Suddenly there was a crisis in Indian sports journalism as very few reporters actually knew that other sport existed. Like animals let out of a zoo they were lost in the real world.
This scenario will be further developed by Kamesh who should have long ago replaced sad acts like Shekhar Suman with his own classy one.
First of all, cricket is not viewed as a sport in India. So, Manisha may perhaps call it the darkest day in Indian cricket, in World Cup, to be precise.
There are many who are ready to whip cricket now. Let us leave the task to better hands !
I would only like to say that Ronjan Sodhi shot too good in the ongoing World Cup in Santo Domingo, not just because he won the bronze. The talented Punjab lad emerging out of the shadow of Olympic silver medallist Rajyavardhan Singh Rathore, shot a world class score of 187 out of 200. It was just too good. To shoot near flawless rounds of 49 and 48 after having stumbled off to a relatively bad start with a 43 out of 50 shows that the lad has the courage to fight it out. He shot a 47 out of 50 in the final, and that augurs well for his Olympic qualification campaign.
It may not be the right thing to compare, but there is no harm pointing out that the Olympic gold at Athens in 2004 went at 189. Rathore himself had shot a 179 to bag the silver. Of course, Rathore has shot many better scores and won World Cup gold apart from world championship medal etc.

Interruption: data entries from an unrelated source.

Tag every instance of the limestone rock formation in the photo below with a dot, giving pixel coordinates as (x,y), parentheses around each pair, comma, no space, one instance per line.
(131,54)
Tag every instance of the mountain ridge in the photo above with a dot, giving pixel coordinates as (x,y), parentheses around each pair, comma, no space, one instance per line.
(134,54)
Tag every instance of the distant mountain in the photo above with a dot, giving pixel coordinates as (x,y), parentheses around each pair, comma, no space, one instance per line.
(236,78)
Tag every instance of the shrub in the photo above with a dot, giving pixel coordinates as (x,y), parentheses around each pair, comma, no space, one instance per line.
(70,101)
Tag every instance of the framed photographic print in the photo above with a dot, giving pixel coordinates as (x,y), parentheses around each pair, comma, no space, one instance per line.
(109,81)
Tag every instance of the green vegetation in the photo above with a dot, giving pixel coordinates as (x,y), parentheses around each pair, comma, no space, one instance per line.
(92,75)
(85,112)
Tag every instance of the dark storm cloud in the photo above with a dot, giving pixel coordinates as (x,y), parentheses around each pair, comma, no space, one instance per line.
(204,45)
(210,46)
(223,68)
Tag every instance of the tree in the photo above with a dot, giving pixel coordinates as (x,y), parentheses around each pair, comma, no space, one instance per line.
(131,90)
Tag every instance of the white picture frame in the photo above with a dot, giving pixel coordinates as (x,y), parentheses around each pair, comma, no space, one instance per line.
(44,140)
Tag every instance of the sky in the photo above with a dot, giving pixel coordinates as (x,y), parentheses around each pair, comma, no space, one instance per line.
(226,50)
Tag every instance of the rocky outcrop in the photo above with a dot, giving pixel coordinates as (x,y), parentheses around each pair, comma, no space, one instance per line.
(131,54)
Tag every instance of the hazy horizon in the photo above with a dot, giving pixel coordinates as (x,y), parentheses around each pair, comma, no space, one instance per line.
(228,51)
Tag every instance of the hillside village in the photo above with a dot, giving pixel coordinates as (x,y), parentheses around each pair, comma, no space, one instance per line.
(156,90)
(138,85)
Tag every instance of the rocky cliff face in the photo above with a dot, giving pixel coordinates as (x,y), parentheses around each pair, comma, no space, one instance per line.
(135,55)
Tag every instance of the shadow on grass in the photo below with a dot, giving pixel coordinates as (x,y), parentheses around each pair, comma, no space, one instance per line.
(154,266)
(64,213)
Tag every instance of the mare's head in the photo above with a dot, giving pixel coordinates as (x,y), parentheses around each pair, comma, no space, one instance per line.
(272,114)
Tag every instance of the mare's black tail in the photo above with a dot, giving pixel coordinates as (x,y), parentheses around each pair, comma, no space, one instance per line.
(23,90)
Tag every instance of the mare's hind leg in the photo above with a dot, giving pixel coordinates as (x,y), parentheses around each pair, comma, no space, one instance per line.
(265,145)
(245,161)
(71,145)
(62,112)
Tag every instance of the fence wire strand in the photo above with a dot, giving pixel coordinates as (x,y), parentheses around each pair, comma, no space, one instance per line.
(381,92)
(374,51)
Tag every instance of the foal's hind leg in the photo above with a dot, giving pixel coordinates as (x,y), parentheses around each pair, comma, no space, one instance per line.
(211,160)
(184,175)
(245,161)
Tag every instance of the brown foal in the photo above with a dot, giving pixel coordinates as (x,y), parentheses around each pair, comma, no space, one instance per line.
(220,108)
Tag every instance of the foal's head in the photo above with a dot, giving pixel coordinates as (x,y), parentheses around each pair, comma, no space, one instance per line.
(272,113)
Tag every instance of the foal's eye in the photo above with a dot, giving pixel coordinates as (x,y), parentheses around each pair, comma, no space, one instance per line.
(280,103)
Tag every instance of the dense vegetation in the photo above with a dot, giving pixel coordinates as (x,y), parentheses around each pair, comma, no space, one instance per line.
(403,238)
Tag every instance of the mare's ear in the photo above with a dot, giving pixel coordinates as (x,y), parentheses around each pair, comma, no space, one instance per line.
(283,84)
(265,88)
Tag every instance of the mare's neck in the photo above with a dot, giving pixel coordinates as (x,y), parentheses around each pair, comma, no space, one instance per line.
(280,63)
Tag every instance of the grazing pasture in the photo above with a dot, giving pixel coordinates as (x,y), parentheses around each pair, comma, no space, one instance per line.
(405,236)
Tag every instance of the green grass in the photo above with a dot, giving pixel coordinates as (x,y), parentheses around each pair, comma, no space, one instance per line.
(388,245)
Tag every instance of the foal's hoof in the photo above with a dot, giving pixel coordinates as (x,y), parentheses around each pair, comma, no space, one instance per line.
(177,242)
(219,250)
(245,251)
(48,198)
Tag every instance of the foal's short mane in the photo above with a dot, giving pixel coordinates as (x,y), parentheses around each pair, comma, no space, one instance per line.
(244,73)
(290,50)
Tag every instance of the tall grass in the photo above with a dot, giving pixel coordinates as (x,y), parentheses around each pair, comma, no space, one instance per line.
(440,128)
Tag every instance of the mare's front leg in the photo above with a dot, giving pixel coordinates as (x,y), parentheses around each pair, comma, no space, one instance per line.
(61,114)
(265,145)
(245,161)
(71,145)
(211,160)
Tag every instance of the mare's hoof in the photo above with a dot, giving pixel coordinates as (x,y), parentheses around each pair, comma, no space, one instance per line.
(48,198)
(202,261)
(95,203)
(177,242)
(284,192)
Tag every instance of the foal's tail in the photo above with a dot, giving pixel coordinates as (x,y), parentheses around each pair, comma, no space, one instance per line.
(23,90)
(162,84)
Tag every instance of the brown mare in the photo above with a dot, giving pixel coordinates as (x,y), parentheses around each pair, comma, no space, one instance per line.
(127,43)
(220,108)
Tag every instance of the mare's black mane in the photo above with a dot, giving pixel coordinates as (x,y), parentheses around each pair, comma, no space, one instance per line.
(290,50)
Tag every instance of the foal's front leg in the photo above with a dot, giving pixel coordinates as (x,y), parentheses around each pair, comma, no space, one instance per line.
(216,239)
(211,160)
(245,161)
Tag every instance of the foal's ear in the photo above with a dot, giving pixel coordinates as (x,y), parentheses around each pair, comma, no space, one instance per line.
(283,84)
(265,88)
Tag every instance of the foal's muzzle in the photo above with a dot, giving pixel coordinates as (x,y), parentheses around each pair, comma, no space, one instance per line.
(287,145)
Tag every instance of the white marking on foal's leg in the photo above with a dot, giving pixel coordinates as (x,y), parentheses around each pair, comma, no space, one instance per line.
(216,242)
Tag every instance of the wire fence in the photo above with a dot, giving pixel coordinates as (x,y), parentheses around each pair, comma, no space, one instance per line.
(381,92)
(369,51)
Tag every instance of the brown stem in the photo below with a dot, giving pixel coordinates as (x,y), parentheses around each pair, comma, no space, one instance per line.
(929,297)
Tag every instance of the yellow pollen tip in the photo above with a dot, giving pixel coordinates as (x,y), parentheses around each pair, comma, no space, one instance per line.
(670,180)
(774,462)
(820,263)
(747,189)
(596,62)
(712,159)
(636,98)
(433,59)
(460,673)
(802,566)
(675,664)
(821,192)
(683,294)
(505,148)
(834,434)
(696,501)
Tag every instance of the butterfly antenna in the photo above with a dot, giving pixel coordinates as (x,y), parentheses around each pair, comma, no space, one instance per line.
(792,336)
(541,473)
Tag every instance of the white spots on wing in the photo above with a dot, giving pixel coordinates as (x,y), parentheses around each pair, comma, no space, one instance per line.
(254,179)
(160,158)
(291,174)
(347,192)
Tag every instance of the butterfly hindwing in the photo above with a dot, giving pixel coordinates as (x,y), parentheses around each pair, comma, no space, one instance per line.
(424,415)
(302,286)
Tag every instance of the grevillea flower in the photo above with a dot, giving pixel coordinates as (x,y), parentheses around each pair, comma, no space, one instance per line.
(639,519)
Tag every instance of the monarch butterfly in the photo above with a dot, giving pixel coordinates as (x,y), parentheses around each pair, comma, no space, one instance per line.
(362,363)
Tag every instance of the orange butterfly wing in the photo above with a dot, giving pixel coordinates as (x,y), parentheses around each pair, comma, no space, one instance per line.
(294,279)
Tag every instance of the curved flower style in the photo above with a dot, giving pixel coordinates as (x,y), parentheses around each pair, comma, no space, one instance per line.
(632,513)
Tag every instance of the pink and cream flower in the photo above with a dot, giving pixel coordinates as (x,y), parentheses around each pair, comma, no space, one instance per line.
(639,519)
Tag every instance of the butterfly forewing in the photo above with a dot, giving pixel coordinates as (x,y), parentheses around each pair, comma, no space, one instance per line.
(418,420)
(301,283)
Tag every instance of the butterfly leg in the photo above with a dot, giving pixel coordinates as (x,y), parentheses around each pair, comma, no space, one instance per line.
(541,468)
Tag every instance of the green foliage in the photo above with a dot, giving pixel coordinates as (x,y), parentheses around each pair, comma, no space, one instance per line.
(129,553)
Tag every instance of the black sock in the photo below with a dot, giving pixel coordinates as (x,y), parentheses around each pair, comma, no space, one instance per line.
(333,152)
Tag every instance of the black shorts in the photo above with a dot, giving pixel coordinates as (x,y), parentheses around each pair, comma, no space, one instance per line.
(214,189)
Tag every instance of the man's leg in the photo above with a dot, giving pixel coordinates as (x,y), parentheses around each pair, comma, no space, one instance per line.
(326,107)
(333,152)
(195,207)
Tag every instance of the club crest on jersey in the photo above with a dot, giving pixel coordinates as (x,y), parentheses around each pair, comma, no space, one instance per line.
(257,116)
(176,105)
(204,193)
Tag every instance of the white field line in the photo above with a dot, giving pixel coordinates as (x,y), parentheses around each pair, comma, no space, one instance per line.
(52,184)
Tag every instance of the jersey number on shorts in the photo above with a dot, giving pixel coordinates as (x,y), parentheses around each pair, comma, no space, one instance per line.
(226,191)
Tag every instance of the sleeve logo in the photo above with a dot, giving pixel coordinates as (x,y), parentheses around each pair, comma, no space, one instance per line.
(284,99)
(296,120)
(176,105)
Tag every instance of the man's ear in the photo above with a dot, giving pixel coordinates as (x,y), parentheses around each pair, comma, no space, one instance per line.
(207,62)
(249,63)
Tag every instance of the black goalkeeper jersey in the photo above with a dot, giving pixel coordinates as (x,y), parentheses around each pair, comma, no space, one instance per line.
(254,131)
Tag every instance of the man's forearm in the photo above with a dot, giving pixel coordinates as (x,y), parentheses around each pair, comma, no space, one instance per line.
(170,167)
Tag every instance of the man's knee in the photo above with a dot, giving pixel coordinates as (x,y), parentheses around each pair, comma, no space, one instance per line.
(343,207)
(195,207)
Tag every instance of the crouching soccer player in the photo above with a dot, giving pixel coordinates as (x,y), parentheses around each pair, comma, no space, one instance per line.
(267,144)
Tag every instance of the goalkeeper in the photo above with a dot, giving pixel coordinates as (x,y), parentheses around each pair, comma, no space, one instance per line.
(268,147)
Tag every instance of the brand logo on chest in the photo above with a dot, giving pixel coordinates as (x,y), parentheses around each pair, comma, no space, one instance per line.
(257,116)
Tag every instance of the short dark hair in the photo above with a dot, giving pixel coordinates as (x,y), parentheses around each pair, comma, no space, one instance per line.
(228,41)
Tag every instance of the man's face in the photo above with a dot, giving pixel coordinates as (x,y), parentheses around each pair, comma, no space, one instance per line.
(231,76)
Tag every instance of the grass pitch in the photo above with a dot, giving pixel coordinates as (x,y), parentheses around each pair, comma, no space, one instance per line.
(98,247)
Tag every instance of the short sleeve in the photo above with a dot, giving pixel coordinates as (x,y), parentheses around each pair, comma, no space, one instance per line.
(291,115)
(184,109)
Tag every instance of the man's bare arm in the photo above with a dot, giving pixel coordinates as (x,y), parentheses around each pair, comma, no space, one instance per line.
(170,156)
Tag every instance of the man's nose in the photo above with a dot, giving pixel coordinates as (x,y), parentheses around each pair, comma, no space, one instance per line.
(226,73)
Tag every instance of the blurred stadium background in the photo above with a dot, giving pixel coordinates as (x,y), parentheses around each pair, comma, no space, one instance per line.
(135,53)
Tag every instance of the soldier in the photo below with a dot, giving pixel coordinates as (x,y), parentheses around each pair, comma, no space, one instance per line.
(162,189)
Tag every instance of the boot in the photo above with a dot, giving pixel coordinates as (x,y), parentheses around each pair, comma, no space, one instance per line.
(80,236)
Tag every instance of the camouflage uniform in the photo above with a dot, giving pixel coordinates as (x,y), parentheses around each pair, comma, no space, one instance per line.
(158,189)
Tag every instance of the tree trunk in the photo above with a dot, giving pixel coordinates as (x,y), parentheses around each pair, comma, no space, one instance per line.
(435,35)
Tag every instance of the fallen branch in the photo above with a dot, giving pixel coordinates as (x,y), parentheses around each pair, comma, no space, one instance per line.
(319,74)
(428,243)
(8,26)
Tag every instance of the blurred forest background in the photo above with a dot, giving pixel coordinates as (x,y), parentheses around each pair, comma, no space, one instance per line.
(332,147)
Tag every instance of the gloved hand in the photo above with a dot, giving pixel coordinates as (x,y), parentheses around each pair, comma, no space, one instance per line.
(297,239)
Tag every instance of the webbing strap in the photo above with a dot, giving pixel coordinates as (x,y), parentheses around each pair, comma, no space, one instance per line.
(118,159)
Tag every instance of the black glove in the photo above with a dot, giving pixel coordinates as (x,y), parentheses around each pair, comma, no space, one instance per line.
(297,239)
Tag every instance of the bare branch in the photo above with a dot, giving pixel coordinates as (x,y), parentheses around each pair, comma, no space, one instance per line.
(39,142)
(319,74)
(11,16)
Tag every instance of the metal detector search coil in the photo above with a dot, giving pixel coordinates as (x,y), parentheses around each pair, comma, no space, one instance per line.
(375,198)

In the World Cup at Santo Domingo, there were 51 shooters competing in double trap from 21 countries. Some of the former world and Olympic champions did not even make the final.
Coming back to cricket, I think, most of us like the game. Some of us are disappointed and disturbed by the mania and the wicked marketing. We have many world class sportspersons, but we as a nation are glued to films and cricket. Too much of anything is good for nothing.